Ma oltre agli Oscar nella carriera di Vittorio Storaro, che utilizza la fotografia come un racconto di luce, fanno spicco tante altre opere dove ha messo la sua collaborazione al “servizio” di prestigiosi registi. A iniziare dall’ intenso sodalizio con Bernardo Bertolucci di cui, oltre al film insignito del Premio Oscar, non possono non essere ricordati Strategia del ragno (1970) in cui il regista ci coinvolge nel viaggio di Athos (Giulio Brogi) nella bassa parmense alla ricerca della verità sulla morte del padre, ucciso dai fascisti, scoprendo una storia che lo lascia dubbioso se il padre sia stato un eroe o un vile; Il conformista (1970), tratto dal romanzo omonimo di Alberto Moravia, incentrato sul complesso rapporto tra fascismo e borghesia, ma soprattutto il supercensurato Ultimo tango a Parigi (1972) ,mandato addirittura al rogo e poi recuperato e restaurato nel 2019 con la collaborazione di Il Cinema Ritrovato per cui oggi è ancora possibile vederlo, ed il monumentale Novecento (1976) grande affresco della storia del secolo scorso in Emilia Romagna.
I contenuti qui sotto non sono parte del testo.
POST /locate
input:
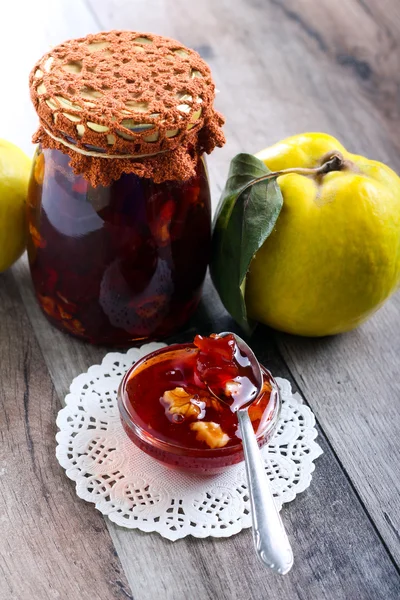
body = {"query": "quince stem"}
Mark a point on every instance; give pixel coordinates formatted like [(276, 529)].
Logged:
[(332, 162)]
Ma anche Il tè nel deserto (1990), tratto dal romanzo di Paul Bowles incentrato su un viaggio esistenziale di una coppia in crisi nell’arido e ostile paesaggio africano, dove la fotografia di Vittorio Storaro rende il senso profondamente tragico della storia narrata, o le vicende de Il piccolo Buddha (1993) sulla reincarnazione, dove la fotografia di Vittorio Storaro passa dal grigio dell’Occidente all’esplosione di colori dell’Oriente.

Ma importanti nella carriera di Vittorio Storaro sono anche , tanto per citarne alcuni. i suoi preziosi interventi in Giordano Bruno (1973) di Giuliano Montaldo dove viene ricostruita la vita del filosofo di Nola che fu arso sul rogo nel 1600 in Campo dei Fiori, a Roma. Ma anche la ricostruzione in studio di Las Vegas per Un sogno lungo un giorno (1982), realizzato da Francis Ford Coppola in elettronica, dove Storaro dà stura alla sua inventiva dando una fotografia creativa tra favola e musical.

Gli ultimi suoi film lo vedono collaborare con un altro grande del cinema, Woody Allen. Sua, infatti, è la fotografia di Café Society (2016), La ruota delle meraviglie (2017) e Un giorno di pioggia a Ney York, uscito nel 2019. Che coronano un carriera lunga una cinquantina di film , oltre ad una trentina realizzati per la televisione e per cortometraggi, che lo ha portato a primeggiare come un grande visionario del cinema. Una carriera che il Sindacato Nazionale Giornalisti Cinematografici Italiani premierà con il Nastro d’Oro il 6 luglio al Museo Maxxi di Roma e che sarà trasmessa in diretta su RaiMovie.